This week’s eNewsletter Feature
was written by Rev. Dr. Raymond Hylton,
FPCE senior pastor.
Dear Friends,
I hope your week is going well and you are finding space to be present to God’s presence in your life during Lent.
In this time, let me offer two passages of Scripture that drive my daily prayer life.
Here’s one—which we will read in Sunday’s worship gathering: Jesus went throughout Galilee, teaching in their synagogues and proclaiming the good news of the kingdom and curing every disease and every sickness among the people. (Matthew 4:23)
Here’s the second one: Very truly, I tell you, the one who believes in me will also do the works that I do and, in fact, will do greater works than these, because I am going to the Father. (John 14:12)
Before Jesus returned to his Father, he wanted his followers to know that his work doesn’t end because he is leaving. How do we know that?
In Matthew’s gospel, he reminds his disciples, All authority is given to me in heaven and in earth, therefore go and make disciples of all nations. (Matthew 28:19)
In John’s gospel, Jesus says, Peace be with you.

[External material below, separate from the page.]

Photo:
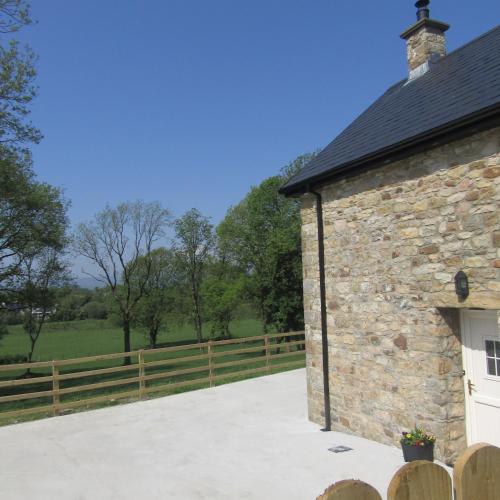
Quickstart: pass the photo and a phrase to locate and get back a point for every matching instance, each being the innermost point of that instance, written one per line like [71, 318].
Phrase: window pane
[490, 350]
[491, 366]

As the Father has sent me, so I send you and then he breathed on his fearful disciples and said, receive the Holy Spirit. (John 20:22).
In Luke, Jesus says, I am sending upon you what my Father promised; so, stay here in the city until you have been clothed with power from on high. (Luke 24:49). Power to do what? To present Jesus’s kingdom to a hurting world.
In his humanity, Jesus did not, and could not, preach, teach, and heal every single person. He was limited to the people of Israel, and he had a limited time in which to fulfill the mission of God.
Theologically and practically, I believe that the gifts of healing through the ministration of the Holy Spirit are for today. The gifts of the Spirit didn’t cease at the end of the first century or the beginning of the second century. God’s time isn’t measured in mere moments like that, and it never ends.
As a sign that the Kingdom of God is breaking into the world, Jesus did three things that the apostles continued, and he expects the Church, in all ages, to continue doing until he returns:
Teaching
Proclaiming/preaching
Healing.
Can I tell you something? Long before I became a pastor (I was a teenager), I practiced these three powerful activities. Teaching, proclaiming, and healing are abilities that the Holy Spirit gives us power to do beyond the four walls of our church.
I yearn for the fulfillment of these Scriptures in my life every day. Just as in Jesus’s day, and in the days of the Apostles, people are hurting and suffering from physical, spiritual, mental, emotional, and relational challenges.
I meditate and pray on these passages because they remind me that meeting these needs requires supernatural power — power that I don’t possess innately. Jesus is looking for people like you and me to bring healing to others through His power.
Please join me in praying that our congregation, throughout the North Shore and greater Chicago, would be people filled with the Spirit, filled with the compassionate heart of Jesus, filled with the desire to see the Good News of God’s Kingdom breaking into all people’s life.
This Sunday is the second Sunday of Lent AND it is Communion Sunday. I hope you will join us in person, or online, as I try to expand on Jesus’s healing ministry from Matthew’s Gospel. And invite all to join together at the table of the Lord’s Communion Feast.